Diciamo che le cose in parte sono così. Pochi mesi fa il Cies (l’osservatorio sul calcio con sede in Svizzera), ha pubblicato uno studio che fotografa la situazione dei settori giovanili a livello internazionale. Prendendo in esame la percentuale di minuti concessi ai giocatori che si sono formati nei vivai dei club, il report stila una classifica fra le squadre di oltre sessanta campionati di tutto il mondo. Il dato che ne viene fuori è allarmante: la Serie A, infatti, è l’ultimo fra i cinque più importanti tornei continentali (e ventottesimo in tutta Europa) per utilizzo dei giocatori usciti dai propri settori giovanili: solo per il 5.7% dei minuti totali disponibili. Peggio hanno fatto la First Division cipriota (5.6%), la Super League greca (4.8%) e la Süper Lig turca (4.3%). Entrando nei dettagli: solo Atalanta (al ventesimo posto fra le società dei cinque maggiori tornei europei per minuti concessi a giocatori formatisi nel proprio settore giovanile), Juventus e Roma hanno impiegato i calciatori cresciuti nel loro vivaio per più del 10% dei minuti totali.

Poi c’è un altro lato della medaglia. Mentre ogni anno 350.000 ragazzini si iscrivono alle scuole calcio pesando non poco sui bilanci familiari (inseguire il sogno costa dai 300 ai 1.200 euro, ma solo uno su 5mila esordirà in A), i club spendono circa 120 milioni a stagione (tra acquisto di cartellini, stipendi e costi di gestione) per i loro vivai. Il problema è che da noi i giovani non sono visti come investimento per il futuro, ma solo come merce di scambio o per fare cassa. Questo perché in un mercato sempre più complicato e gonfiato per le nostre squadre, i settori giovanili sono diventati una miniera d’oro per i bilanci. Un esempio? L’EuroAtalanta, la società che nell’ultima stagione aveva in “rosa” più prodotti del vivaio (Scalvini e Ruggeri sono solo due esempi) vende benissimo i propri ragazzi tant’è che ha incassato circa 120 milioni in poco più di due lustri.

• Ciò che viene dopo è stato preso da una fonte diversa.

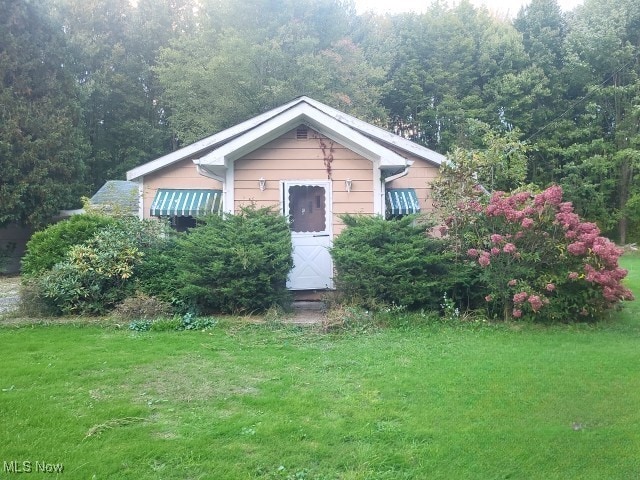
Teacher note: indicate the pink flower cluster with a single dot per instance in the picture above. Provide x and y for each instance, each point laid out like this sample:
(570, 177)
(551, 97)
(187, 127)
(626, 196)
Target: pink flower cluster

Anche la Juventus aveva 10 giovanotti della "cantera in rosa” (fra tutti Miretti e Fagioli) grazie agli investimenti annui da 13 milioni. E ora pure il Milan ha raddoppiato le risorse destinate al settore giovanile, arrivando a 12 milioni (e puntando sulla Next Gen per valorizzare i suoi talenti), sempre meno dei 20 messi a bilancio dall’Inter. Il problema è che nell’undici di Simone Inzaghi l’unico titolare proveniente dal vivaio è Dimarco, non più un ragazzino. Casadei, Fabbian e i fratelli Esposito hanno preso altre strade. Come tanti altri campioncini “sedotti e abbandonati” dai colori dei loro sogni.